Area near Ústi Setup Map Select Map

Find chernarus.kmz under Custom Maps and enable it.

Custom Map Custom Map Custom Map

You can quickly check if it works by opening it again after enabling it, which should show a preview of the Chernarus map. If it doesn’t show up, try disabling other map layers as they might cover the custom map, and make sure the CRS of the GeoTIFF is set to EPSG:4326

Custom Map Custom Map

If you haven’t already, find the area around Ústí nad Labem and Děčín and zoom in. You have to zoom quite close before the custom map renders, for me it shows only at the 500 m scale bar and closer.

Custom Map Custom Map

If you have other maps enabled, they might overlay or completely cover the Chernarus map. Here’s how it looks in Lipová with and without OpenTopoMap for Garmin enabled, where roads, town names and similar show as an overlay.

Custom Map Custom Map

You can experiment with the --draw-order option for if you want to use overlays, as the KML order determines “height” of the layers, where layers with the lowest numbers are drawn on the top.

Visit to North Bohemia

The final step is of course to travel to the area in real life! Ústí can be reached by direct train from Prague in 70 minutes for 5-7 € (tickets from or directly from České dráhy, the national rail service), and there are plenty of places to stay overnight in the area - I can warmly recommmend the combined hotel-brewery Na Rychtě both for eating at their restaurant or for staying a few nights in Ústí.
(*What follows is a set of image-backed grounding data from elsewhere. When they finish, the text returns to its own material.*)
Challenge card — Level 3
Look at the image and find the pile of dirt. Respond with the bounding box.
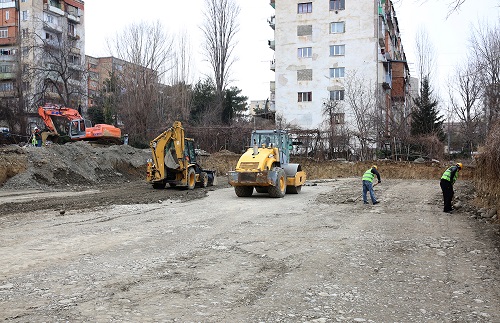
[0,142,151,190]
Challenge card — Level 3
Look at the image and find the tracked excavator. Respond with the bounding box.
[38,104,122,144]
[146,121,216,190]
[228,129,306,198]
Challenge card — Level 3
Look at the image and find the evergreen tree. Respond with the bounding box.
[411,77,445,141]
[222,86,248,124]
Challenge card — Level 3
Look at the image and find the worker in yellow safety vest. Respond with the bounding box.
[440,163,462,213]
[362,165,381,205]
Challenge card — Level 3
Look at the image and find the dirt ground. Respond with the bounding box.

If you have played just a bit of Arma or Dayz in Chernaus, you will find the place quite familiar as you walk around, as the developers have included not just the road network but also several buildings in the game, as shown in this imgur album. Below are a couple of the pictures I took myself

Custom Custom Characteristic yellow church in Javory (“Gorka”).

Custom Custom View from Javorský vrch (“Altar”) to Děčín (“Berezino”).

Custom View of GPS when entering Lipová (“Stary Sobor”).

Custom Custom The infamous red metal barn in Lipová (“Stary Sobor”). It seems to have been repaired when comparing to older pictures.

Custom Custom A farm building in Český Bukov (“Staroye”) used several places in the game.

Custom Custom View towards south of dam near Povrly (“Topolka Dam” north of “Elektrozavodsk”).


In this post we have obtained a high-resolution raster map from a tileserver, georeferenced it in QGIS to the real world location it is based on, and then converted it to a Garmin compatible KMZ file for viewing on a handheld GPS device.

You can also grab the Chernarus KMZ file directly to put on your device and save some time.

The methods shown here can be applied to any map which is sufficiently similar to real world locations - It could be interesting to walk around your town using a historical map to get a sense of how things used to look, and how much it changed since the map was made, for example.

  1. DayZ standalone had quite a turbulent development history, being stuck in a paid “early alpha” pre-release stage for five years from 2013 until its official release in December 2018, but that’s a story for another time… 

  2. Ideally montage can stitch all the images together in one command, but I had issues with too many open files errors on my system when trying to stack them all, which is why it is split in two sections. 

  3. QGIS does support loading of JPEG raster images, but I encounter whenever I try: not a supported raster data source. (libjpeg: Wrong JPEG library version: library is 62, caller expects 80), which is why I convert to PNG. I didn’t find a solution, let me know if you can get it to work! 

  4. There’s a list of supported Garmin devices on this support page in footnote 1, “Click Here for a List of Compatible Devices”. 

  5. This is a fork of the Python 2 gdal2custommap scripts by Tris Forster, which I modified slightly to wok with Python 3 and iron out some bugs.